The method generates two new Network instances that refer to the same node and edge objects as the original network, i.e. the new objects do not consume a lot of memory. The original network instance is not changed. The uids of the newly generated networks will be set to the original uid with a suffix of `_test` and `_train` respectively.
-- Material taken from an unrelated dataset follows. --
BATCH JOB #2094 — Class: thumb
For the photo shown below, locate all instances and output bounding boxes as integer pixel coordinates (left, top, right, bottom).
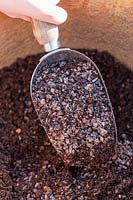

By default, the split will be made based on the nodes, and the train and test networks will include all incident edges for the corresponding node sets. This implies that some edges can be lost if the split is made along the endpoints. To preserve the number of edges, we can set the split method to `edge`. This will sample a random fraction of edges, and all nodes are added to both networks, i.e. the node sets between the two networks are identical. The sum of the edges of the training and test network equals the number of edges in the original network.

In [None]:
test, train = pp.algorithms.evaluation.train_test_split(n, test_size = 0.25, split='edge')
print(test)
print(train)

We can alternatively set the size of the training set:

In [None]:
test, train = pp.algorithms.evaluation.train_test_split(n, train_size = 0.25, split='edge')
print(test)
print(train)

Apart from static networks, we can also create cross-validation sets for temporal networks. For this, we first load a temporal network from the KONECT database:

In [None]:
tn = pp.io.konect.read_konect_name('sociopatterns-hypertext')
print(tn)
tn.plot()

We can call the same function on a temporal network instance. By default, the split will be made based on the observed interactions, i.e. in the following example the first 75 % of all time-stamped interactions will be included in the training network, while the last 25 % will be included in the test network. 

In [None]:
test, train = pp.algorithms.evaluation.train_test_split(tn, test_size=0.25)
print(train)
print(test)

In [None]:
train.plot()

In [None]:
test.plot()

We can also split based on the observed time, i.e. here we include all interactions ocurring within in the first 75 % of the observed time period in the training network, while the remaining interactions are included in the test network.

In [None]:
test, train = pp.algorithms.evaluation.train_test_split(tn, test_size=0.25, split='time')
print(train)
print(test)